MonetDB and Rapidminer
MonetDB
Since this week, our dataset has a volume of about 35 GB (as CSV file) in a single table - that is quite a challenge for our own machines with 8 to 16 GB RAM. Although our scripts to generate map illustrations or to do intelligent things (e.g., decision trees) are written in Python, our main tool to transform and analyze the data is a relational database.
Started with MySQL in the first week, we recognized soon, that it did not fulfill our requirements: we could not even join two of our initial tables. Therefore, we have used PostgreSQL in the 2. and 3. week. With it, we could perform some spatial joins and do all joins and group by/aggregations we wanted to; but it was slow. We needed about a half hour to import or export our data set, often also up to a half hour for simple group bys, and 6-8 hours to fill a new table with joined data.
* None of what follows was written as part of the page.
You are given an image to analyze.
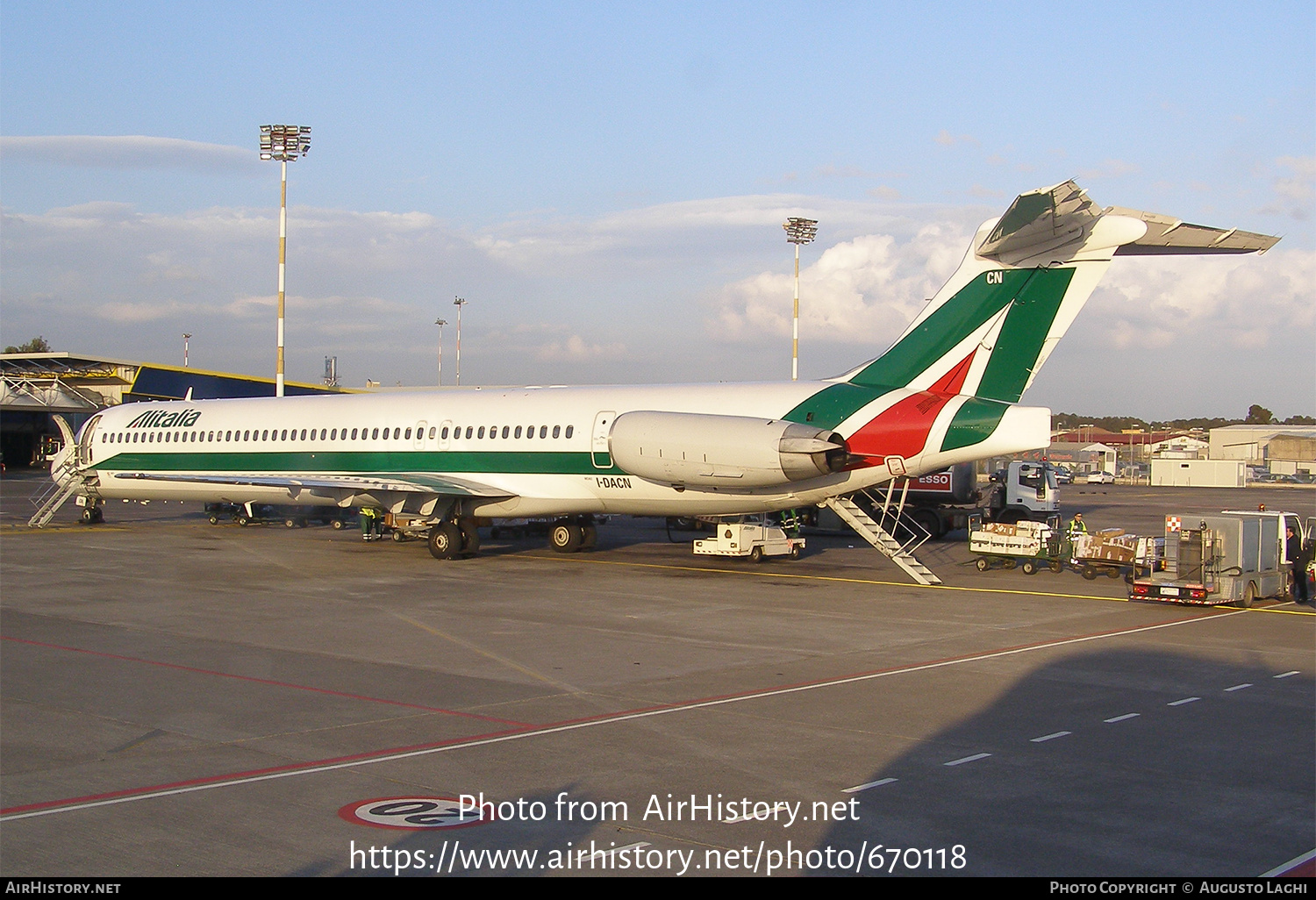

That made it very hard for us to define our analysis-questions and to answer them in the same meeting - even if the meetings took a complete day.
MonetDB - our third database management system. But now, we think that we have found the solution. As we have learned in our database lectures, we knew the advantages of column stores for analytical queries. Therefore, we decided to try MonetDB, that uses such a column store and techniques like "vector at a time" instead of "tuple at a time" and seems to be optimized for data mining problems.
It was a pleasant surprise! Although, our machines have not more than 16 GB main memory, MonetDB showed a much better performance than PostgreSQL. We were able to export and import our dataset in about 4 minutes, and the most aggregation queries only took under a minute. It has not the broad range of features of a MySQL or PostgreSQL database or an own GUI, but all functions we need. Therefore, we hope that it would be able to have it on the server machine and also recommend the other groups to give MonetDB a try.
RapidMiner
As we have mentioned above, we have used RapidMiner to computed the correlation matrix. Furthermore, we tried to use it for doing some computations. Unfortunately, we got a memory error for the most algorithm, even for a small sample of our data. Therefore, we are going to try to utilize RapidMiner on the server.
Next steps
- Analysis and predictions from a new angle - namely location based:
As the results of the random tree showed us, the available input features are not sufficient enough to predict crime outcome types. So far we had crime types in the center of our project. Now, with the help of the aggregated crime and demographic data about the different location granularities, we will shift our focus to location based analysis and predictions.
- Data transformation: In order to fulfill the location-based approach, we will work on the possible feature transformation and data preparation.^